Gênesis: quando o genial Robert Crumb dobra os joelhos e ora no deserto
José Antônio Silva
O que é um artista de gênio? Um – também – artesão extremamente habilidoso? Um (re)pensador, criando sobre o que é velho e batido? Alguém que busca romper barreiras em sua arte (quase sempre fazendo o mesmo em sua vida privada)? Alguém cuja obra tresanda à originalidade? Ou, quem sabe, alguém que engaja seu talento à uma causa, tema – ou fixação – pela qual se apaixona?
Pode não ser nada disso, mas tudo isso pode ser dito da genial – mas sóbria e contida – interpretação do bíblico livro do Gênesis, pelo desenhista americano Robert Crumb (30 de agosto de 1943), lançado este ano no Brasil. É um volume de capa dura, que pára em pé, da Conrad Editora, com 200 páginas de quadrinhos de desenho minucioso, e mais umas dez de introdução, notas e comentários da editora e do próprio Crumb, falando do trabalho que teve e dos cuidados que tomou com a tradução dos textos bíblicos originais, cotejando diferentes versões, esclarecimentos de especialistas, etc. Como ele mesmo anuncia, antes de (re)criar o mundo: “Eu, R. Crumb, ilustrador deste livro, no melhor da minha habilidade, reproduzi fielmente cada palavra do texto original, que tirei de várias fontes...”
Versão sem subversão
O trabalho é em si deslumbrante, pela riqueza de detalhes, pela farta dose de imaginação que precisou para traduzir graficamente conceitos nebulosos da mística e simbólica linguagem bíblica. Mas também chama bastante atenção o fato do papa do desenho underground dos anos 60/70, anárquico e contracultural, crítico duro de todo o stablishment, autor de personagens corrosivos e cínicos das HQ, como Mr.
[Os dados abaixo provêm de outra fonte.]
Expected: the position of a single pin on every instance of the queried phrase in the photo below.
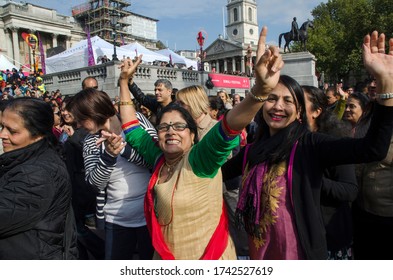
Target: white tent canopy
(178, 59)
(136, 49)
(78, 57)
(6, 64)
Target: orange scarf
(217, 244)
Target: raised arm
(127, 111)
(380, 65)
(267, 69)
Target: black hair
(37, 116)
(277, 148)
(367, 106)
(185, 115)
(88, 78)
(327, 122)
(91, 104)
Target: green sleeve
(145, 145)
(340, 108)
(207, 156)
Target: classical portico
(234, 53)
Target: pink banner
(90, 53)
(228, 81)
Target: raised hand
(268, 65)
(128, 68)
(378, 62)
(113, 143)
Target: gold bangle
(124, 103)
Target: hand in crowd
(68, 129)
(114, 143)
(377, 62)
(128, 68)
(268, 65)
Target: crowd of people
(289, 172)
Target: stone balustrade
(69, 82)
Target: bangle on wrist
(124, 103)
(383, 96)
(257, 98)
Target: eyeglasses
(175, 126)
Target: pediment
(222, 46)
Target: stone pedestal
(301, 67)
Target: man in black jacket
(163, 91)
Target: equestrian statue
(296, 35)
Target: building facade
(60, 32)
(234, 52)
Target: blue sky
(180, 20)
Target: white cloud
(178, 9)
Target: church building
(234, 52)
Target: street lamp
(33, 44)
(201, 42)
(114, 16)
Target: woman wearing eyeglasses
(184, 206)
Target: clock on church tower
(242, 24)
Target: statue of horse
(303, 36)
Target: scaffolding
(95, 15)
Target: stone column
(54, 40)
(8, 41)
(68, 42)
(15, 45)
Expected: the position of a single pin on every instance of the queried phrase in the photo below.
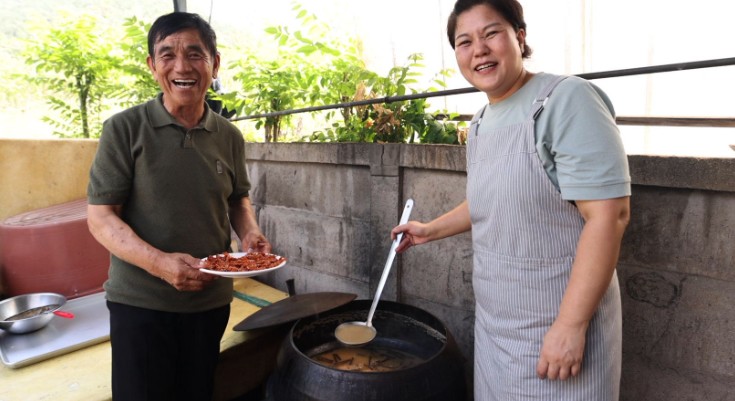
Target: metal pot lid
(294, 308)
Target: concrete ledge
(683, 172)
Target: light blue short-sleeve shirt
(577, 139)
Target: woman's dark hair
(169, 24)
(511, 10)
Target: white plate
(248, 273)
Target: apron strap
(538, 105)
(476, 120)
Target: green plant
(399, 121)
(308, 68)
(138, 83)
(75, 62)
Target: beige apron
(524, 240)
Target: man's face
(183, 68)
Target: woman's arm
(594, 263)
(451, 223)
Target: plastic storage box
(52, 250)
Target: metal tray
(90, 325)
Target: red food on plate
(248, 262)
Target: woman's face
(488, 52)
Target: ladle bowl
(360, 333)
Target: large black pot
(400, 327)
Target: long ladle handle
(391, 256)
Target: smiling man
(167, 185)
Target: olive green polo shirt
(174, 186)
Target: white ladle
(360, 333)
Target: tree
(76, 64)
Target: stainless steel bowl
(22, 303)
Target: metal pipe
(593, 75)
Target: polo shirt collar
(160, 117)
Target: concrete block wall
(329, 207)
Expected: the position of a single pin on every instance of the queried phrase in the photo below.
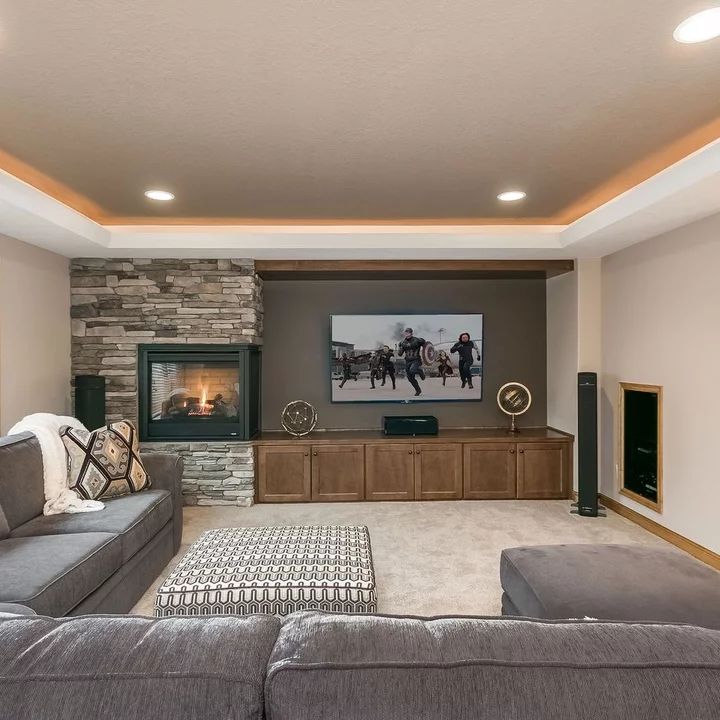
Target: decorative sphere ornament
(299, 418)
(514, 399)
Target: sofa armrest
(15, 609)
(166, 472)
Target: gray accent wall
(297, 335)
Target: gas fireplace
(199, 392)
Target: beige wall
(661, 325)
(34, 332)
(574, 311)
(562, 351)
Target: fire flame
(204, 408)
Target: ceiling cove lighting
(700, 27)
(512, 195)
(162, 195)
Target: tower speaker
(90, 400)
(587, 504)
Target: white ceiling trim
(687, 191)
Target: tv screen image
(406, 357)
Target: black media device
(410, 425)
(587, 504)
(90, 400)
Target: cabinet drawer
(389, 471)
(283, 473)
(489, 471)
(338, 473)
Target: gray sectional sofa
(99, 562)
(318, 666)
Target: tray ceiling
(367, 111)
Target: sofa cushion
(135, 518)
(22, 485)
(14, 609)
(53, 573)
(357, 667)
(611, 582)
(135, 668)
(106, 462)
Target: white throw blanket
(58, 496)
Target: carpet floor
(431, 558)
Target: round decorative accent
(299, 418)
(514, 399)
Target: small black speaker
(587, 504)
(410, 425)
(90, 400)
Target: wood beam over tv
(409, 269)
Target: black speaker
(90, 400)
(410, 425)
(587, 504)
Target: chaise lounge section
(322, 666)
(609, 582)
(84, 563)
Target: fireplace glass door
(199, 392)
(205, 392)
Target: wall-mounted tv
(406, 357)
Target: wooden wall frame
(657, 390)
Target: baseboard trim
(689, 546)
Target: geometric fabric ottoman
(272, 570)
(636, 583)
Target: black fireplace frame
(244, 428)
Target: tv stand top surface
(495, 434)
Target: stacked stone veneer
(118, 304)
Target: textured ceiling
(346, 109)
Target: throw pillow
(104, 463)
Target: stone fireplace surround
(118, 304)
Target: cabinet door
(389, 471)
(543, 470)
(338, 472)
(489, 471)
(438, 471)
(284, 473)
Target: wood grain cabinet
(543, 471)
(390, 471)
(360, 465)
(489, 471)
(338, 473)
(284, 473)
(438, 471)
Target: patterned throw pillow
(104, 463)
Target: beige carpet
(431, 558)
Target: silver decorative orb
(299, 418)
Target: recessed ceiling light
(159, 195)
(700, 27)
(511, 195)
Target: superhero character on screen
(387, 365)
(410, 349)
(375, 363)
(464, 347)
(444, 368)
(346, 365)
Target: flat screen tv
(406, 357)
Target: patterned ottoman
(274, 570)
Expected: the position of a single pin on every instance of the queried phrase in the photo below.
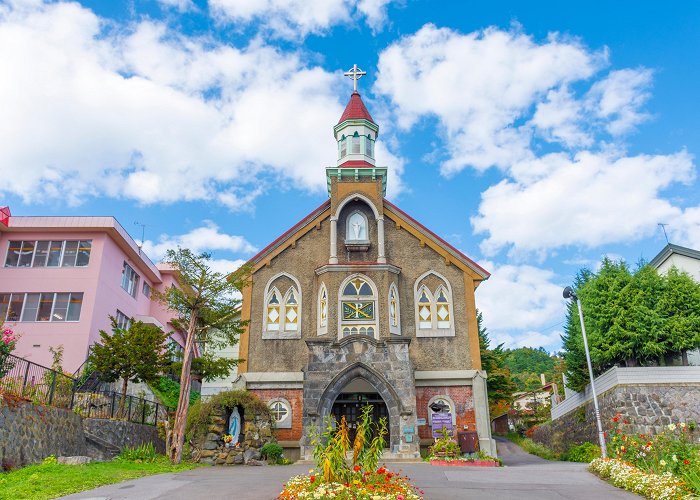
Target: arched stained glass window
(291, 311)
(357, 308)
(442, 306)
(425, 313)
(273, 311)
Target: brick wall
(295, 398)
(460, 395)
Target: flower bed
(464, 462)
(627, 476)
(378, 485)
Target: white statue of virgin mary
(234, 426)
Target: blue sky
(536, 137)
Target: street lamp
(570, 294)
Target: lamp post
(570, 294)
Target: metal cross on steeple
(355, 73)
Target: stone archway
(387, 393)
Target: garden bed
(464, 463)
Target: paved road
(524, 477)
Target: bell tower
(356, 135)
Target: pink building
(62, 277)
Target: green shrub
(143, 453)
(273, 452)
(585, 453)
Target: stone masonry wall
(647, 408)
(257, 432)
(120, 434)
(29, 433)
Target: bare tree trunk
(183, 404)
(122, 402)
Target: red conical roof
(355, 110)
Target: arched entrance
(351, 401)
(362, 378)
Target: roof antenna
(143, 233)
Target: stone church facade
(359, 303)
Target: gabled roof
(355, 110)
(394, 211)
(290, 232)
(670, 249)
(427, 232)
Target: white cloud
(479, 85)
(590, 200)
(293, 19)
(519, 297)
(207, 238)
(618, 97)
(179, 5)
(145, 112)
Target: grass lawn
(45, 481)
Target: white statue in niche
(357, 226)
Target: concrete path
(524, 477)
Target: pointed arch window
(425, 309)
(358, 301)
(434, 309)
(343, 146)
(273, 315)
(442, 308)
(282, 312)
(394, 310)
(355, 144)
(322, 310)
(291, 312)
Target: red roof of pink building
(355, 110)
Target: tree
(499, 384)
(136, 354)
(206, 306)
(631, 318)
(679, 306)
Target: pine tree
(207, 308)
(499, 384)
(135, 354)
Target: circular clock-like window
(279, 411)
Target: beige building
(361, 304)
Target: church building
(359, 303)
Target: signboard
(440, 421)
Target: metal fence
(42, 385)
(36, 383)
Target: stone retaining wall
(647, 408)
(29, 433)
(119, 433)
(257, 431)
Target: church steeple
(356, 135)
(356, 132)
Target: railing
(110, 404)
(37, 383)
(628, 376)
(45, 386)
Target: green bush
(273, 452)
(143, 453)
(585, 453)
(168, 391)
Natural ou Fritz, o Gato, vir à público depois de muito tempo com uma versão absolutamente respeitosa do Gênesis, onde não se permite subverter conteúdos nem questionar o discurso através da forma.
A palavra de Deus
Como se tivesse sido tocado pelo peso milenar da tradição que gerou religiões e culturas como o Judaísmo, o Cristianismo, o Islamismo, sendo ainda um dos pilares da cultura ocidental, Crumb deixou-se ser apenas – apenas? – um ilustrador da “palavra de Deus”. Mas faz questão de dizer que “ironicamente, eu não acredito que a Bíblia é a palavra de Deus”. E lá pelas tantas, em uma de suas notas, critica a visão “misógina e antimatriarcal do Gênesis”. No entanto, reconhece: “É um texto poderoso, com camadas de significados que mergulham fundo em nossa consciência coletiva, ou consciência histórica, se preferir. Parece mesmo ser uma obra inspirada, mas acredito que seu poder deriva de ser um empreendimento coletivo que evoluiu e foi sendo condensado por várias gerações até chegar à forma final, consolidada durante o exílio na Babilônia, em
Explicações e racionalizações à parte, teria o rebelde Robert Crumb se transformado num homem religioso, temente a Deus? Se assim foi, é perfeito que tenha escolhido para ilustrar o capítulo fundador do Velho Testamento, onde o Deus – pelo menos o Deus dos judeus (pois à época ainda eram reconhecidos outros, citados no próprio Gênesis) - não era ainda o deus do amor e do perdão. Mas um senhor de poder absoluto que exigia obediência igualmente absoluta e cega; exigia temor, e era dado a imensas descargas de ira santa, recompensando bem, no entanto, os que abaixavam eternamente a cabeça. Como os ditadores e tiranos sempre fizeram através da história, em carne e osso.
5 comentários:
Zé, eu gosto das tuas resenhas, sempre antenadas e bem escritas. registro uma involuntária repetição, no texto sobre Crub, veja:A palavra de Deus
Como se tivesse sido tocado pelo peso milenar da tradição que gerou religiões e culturas como o Judaísmo, o Cristianismo, o Cristianismo, sendo ainda...
baitabraço, tunico kanitz
Obrigado, Tunico!
Abração
Zé Antônio
na amostra do grandE Bier te disse que ia entrar no teu blog e aqui estou, muito boM,
Parabens.
Ruben Castillo
Grande Ruben!
Obrigado.
Zé Antônio
Meu Bom José:
Belo texto sobre a publicação do Crumb (que andou aprontando em Paraty...). Mais um estímulo pra eu ir atrás.